Enriched Representation: Development of a composite node feature set integrating PPI topology, graph embeddings, baseline transcriptional statistics, and GO functional annotations.
Superior Generalization: Demonstration that propagating information through biological networks significantly outperforms models that rely solely on gene features or cell-level generative modeling.
Comprehensive Benchmarking: A rigorous evaluation against a wide range of baselines, including linear models (Ridge, Lasso), nonlinear models (Random Forest, MLP), state-of-the-art perturbation models (scGen, CPA), and alternative GNNs (GraphSAGE, GAT).

4. Results

The model was evaluated on large-scale CRISPR datasets (Replogle and Norman) under strict unseen-perturbation settings.

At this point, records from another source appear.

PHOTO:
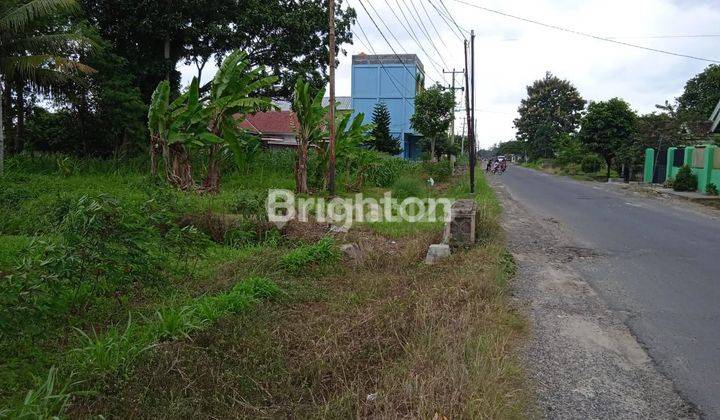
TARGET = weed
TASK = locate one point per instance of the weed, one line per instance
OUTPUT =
(174, 323)
(324, 251)
(44, 402)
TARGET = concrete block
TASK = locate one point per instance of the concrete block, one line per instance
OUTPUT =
(460, 231)
(437, 252)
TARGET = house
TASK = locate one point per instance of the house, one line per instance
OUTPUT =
(394, 80)
(275, 128)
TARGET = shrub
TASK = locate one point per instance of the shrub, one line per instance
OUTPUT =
(439, 171)
(386, 170)
(711, 189)
(251, 205)
(409, 186)
(324, 251)
(591, 164)
(685, 180)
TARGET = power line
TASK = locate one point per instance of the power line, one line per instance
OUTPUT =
(665, 36)
(453, 30)
(424, 32)
(462, 30)
(385, 38)
(422, 4)
(413, 35)
(392, 34)
(587, 35)
(390, 77)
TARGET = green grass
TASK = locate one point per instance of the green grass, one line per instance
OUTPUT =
(156, 282)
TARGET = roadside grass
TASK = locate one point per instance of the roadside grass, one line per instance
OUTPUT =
(390, 337)
(263, 324)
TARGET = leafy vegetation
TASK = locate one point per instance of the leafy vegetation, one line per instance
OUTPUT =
(685, 180)
(382, 140)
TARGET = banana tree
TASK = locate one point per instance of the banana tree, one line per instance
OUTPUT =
(209, 124)
(172, 127)
(230, 101)
(309, 130)
(350, 134)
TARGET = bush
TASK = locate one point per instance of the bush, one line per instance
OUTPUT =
(591, 164)
(409, 186)
(711, 189)
(685, 180)
(439, 171)
(324, 251)
(386, 170)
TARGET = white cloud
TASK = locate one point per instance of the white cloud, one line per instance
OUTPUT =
(510, 54)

Performance vs. Baselines:
- Replogle Dataset: PerturbGraph achieved a Cosine Similarity of 0.592 and Spearman Correlation of 0.340.
- It outperformed the strongest feature-based baseline (Random Forest, Cosine 0.557) by ~6% and perturbation-specific deep learning models like CPA (0.567) and scGen (0.557).
- It also outperformed other GNN architectures (GraphSAGE: 0.563, GAT: 0.551), suggesting that standard GCN aggregation is particularly effective for this task.
Generalization (Norman Dataset):
- PerturbGraph achieved a Cosine Similarity of 0.940 and Spearman Correlation of 0.815, surpassing Ridge regression (0.901) and CPA (0.918).
Biological Priors Impact:
- Ablation studies (Table 3) showed that while graph topology alone is effective, adding GO embeddings provided the most significant boost, confirming that functional annotations are critical for predicting unseen gene behaviors.
Interpretability:
- The model successfully recovered biologically coherent pathways (e.g., translation, rRNA processing for ribosomal gene perturbations).
- Prediction accuracy was found to correlate with network proximity: genes closer to training perturbations in the PPI network yielded higher prediction accuracy.

5. Significance

Scalable Functional Discovery: PerturbGraph enables in silico screening of candidate perturbations, guiding experimental design and accelerating the discovery of regulatory dependencies and therapeutic targets without the need for exhaustive wet-lab experiments.
Biological Inductive Bias: The study validates that integrating biological interaction networks (PPI) with graph representation learning provides a strong inductive bias, allowing models to learn the "rules" of transcriptional regulation that generalize to unseen genes.
Methodological Advancement: It establishes that modeling gene-gene relationships via message passing is superior to treating genes as independent features or relying solely on cell-state generative models for perturbation prediction tasks.

Limitations & Future Work: The current framework focuses on perturbation-level programs rather than cell-type heterogeneity. Future iterations aim to integrate cell-type-specific networks and generative single-cell models to further enhance biological interpretability.